Problem Sheet 5

This is Problem Sheet 5, which covers material from Lectures 22 to 27. You should work through all the questions on this problem sheet in advance of the problems class, which takes place in the lecture of Thursday 11 December. If you are stuck on any of the questions, you are welcome to discuss them with me in my office hours on Mondays at 1500.

This problem sheet is to help you practice material from the module. It is not for assessment and will not be marked.

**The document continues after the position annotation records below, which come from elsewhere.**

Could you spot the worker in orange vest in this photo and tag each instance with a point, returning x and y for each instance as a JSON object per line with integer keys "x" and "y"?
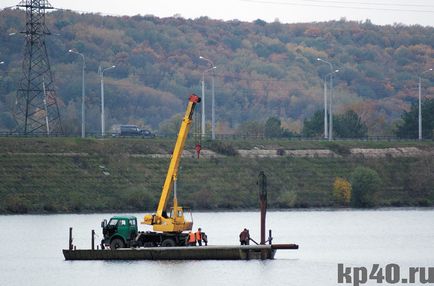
{"x": 199, "y": 236}
{"x": 191, "y": 239}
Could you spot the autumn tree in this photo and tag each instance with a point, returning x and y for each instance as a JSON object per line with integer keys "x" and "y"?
{"x": 342, "y": 191}
{"x": 349, "y": 125}
{"x": 314, "y": 126}
{"x": 408, "y": 128}
{"x": 273, "y": 128}
{"x": 365, "y": 184}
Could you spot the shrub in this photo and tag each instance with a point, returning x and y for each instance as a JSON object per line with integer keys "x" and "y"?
{"x": 223, "y": 148}
{"x": 366, "y": 183}
{"x": 342, "y": 191}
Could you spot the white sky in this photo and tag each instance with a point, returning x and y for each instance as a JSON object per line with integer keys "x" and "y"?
{"x": 287, "y": 11}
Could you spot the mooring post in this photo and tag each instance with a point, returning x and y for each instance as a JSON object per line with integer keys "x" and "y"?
{"x": 93, "y": 239}
{"x": 262, "y": 183}
{"x": 70, "y": 238}
{"x": 270, "y": 238}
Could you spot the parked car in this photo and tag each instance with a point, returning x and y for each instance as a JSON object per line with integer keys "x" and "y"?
{"x": 133, "y": 130}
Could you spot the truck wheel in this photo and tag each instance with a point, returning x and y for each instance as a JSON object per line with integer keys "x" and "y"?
{"x": 168, "y": 242}
{"x": 117, "y": 243}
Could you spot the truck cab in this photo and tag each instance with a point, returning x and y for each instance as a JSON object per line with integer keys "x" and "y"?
{"x": 119, "y": 232}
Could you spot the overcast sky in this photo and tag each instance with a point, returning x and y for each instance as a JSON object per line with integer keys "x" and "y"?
{"x": 287, "y": 11}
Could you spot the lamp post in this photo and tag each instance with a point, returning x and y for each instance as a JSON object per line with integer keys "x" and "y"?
{"x": 101, "y": 73}
{"x": 331, "y": 97}
{"x": 325, "y": 109}
{"x": 83, "y": 131}
{"x": 212, "y": 99}
{"x": 420, "y": 102}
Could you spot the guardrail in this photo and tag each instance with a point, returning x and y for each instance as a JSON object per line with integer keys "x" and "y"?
{"x": 218, "y": 137}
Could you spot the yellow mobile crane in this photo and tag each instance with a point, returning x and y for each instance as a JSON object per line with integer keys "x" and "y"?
{"x": 176, "y": 221}
{"x": 121, "y": 231}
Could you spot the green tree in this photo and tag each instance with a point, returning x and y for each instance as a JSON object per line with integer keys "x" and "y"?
{"x": 349, "y": 125}
{"x": 273, "y": 128}
{"x": 365, "y": 184}
{"x": 251, "y": 129}
{"x": 314, "y": 127}
{"x": 409, "y": 126}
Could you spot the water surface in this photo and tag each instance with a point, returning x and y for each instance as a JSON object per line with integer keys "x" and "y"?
{"x": 30, "y": 248}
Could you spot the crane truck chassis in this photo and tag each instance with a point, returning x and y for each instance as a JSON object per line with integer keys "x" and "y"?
{"x": 122, "y": 231}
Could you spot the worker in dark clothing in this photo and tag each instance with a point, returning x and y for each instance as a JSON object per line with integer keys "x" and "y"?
{"x": 245, "y": 237}
{"x": 191, "y": 239}
{"x": 199, "y": 236}
{"x": 198, "y": 148}
{"x": 205, "y": 238}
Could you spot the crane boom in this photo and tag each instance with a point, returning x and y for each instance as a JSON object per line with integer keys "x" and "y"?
{"x": 159, "y": 220}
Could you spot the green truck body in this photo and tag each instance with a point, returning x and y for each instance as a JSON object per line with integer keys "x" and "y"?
{"x": 122, "y": 231}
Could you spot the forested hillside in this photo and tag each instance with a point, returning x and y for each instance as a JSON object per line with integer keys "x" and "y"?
{"x": 263, "y": 69}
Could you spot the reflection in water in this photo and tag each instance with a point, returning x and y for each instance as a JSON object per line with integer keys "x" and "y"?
{"x": 30, "y": 248}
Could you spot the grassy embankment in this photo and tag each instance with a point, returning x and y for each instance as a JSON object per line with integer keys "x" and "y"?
{"x": 100, "y": 175}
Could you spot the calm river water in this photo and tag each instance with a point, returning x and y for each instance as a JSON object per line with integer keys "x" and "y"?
{"x": 30, "y": 249}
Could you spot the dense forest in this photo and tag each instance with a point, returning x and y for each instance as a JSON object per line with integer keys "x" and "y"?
{"x": 263, "y": 69}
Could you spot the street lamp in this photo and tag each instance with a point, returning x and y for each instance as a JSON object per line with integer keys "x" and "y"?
{"x": 331, "y": 97}
{"x": 83, "y": 131}
{"x": 212, "y": 99}
{"x": 101, "y": 73}
{"x": 420, "y": 102}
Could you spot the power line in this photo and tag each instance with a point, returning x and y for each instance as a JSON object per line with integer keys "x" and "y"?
{"x": 338, "y": 6}
{"x": 369, "y": 3}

Full solutions should be released on Friday 12 December.

Remember that Thursday 12 December at 1400 is also the deadline for the module coursework

1. The Gamma distribution \(X \sim \Gamma(m, \lambda)\) has PDF \[ f(x) = \frac{\lambda^m}{(m-1)!} \,x^{m-1}\,\mathrm{e}^{-\lambda x} . \] [Correction: There was a typo in this PDF earlier.] (This PDF can be evaluated with the dgamma() function in R.) The time between eruptions of a volcano, measured in years, is modelled as \(X \sim \Gamma(5, \theta)\), IID over eruptions, where \(\theta\) is unknown. A scientist beliefs about \(\theta\) are represented in a prior distribution \(\theta \sim \operatorname{Exp}(6)\).

The following times between eruptions are available in the historical record:

       56.55,  2.57, 29.97, 10.27,  4.32, 17.91, 51.98,  7.06, 11.40, 54.80

Sample from the posterior distribution for \(\theta\), using the random walk Metropolis algorithm. Explain how you chose the stepsize for your algorithm and how you checked it was a good choice.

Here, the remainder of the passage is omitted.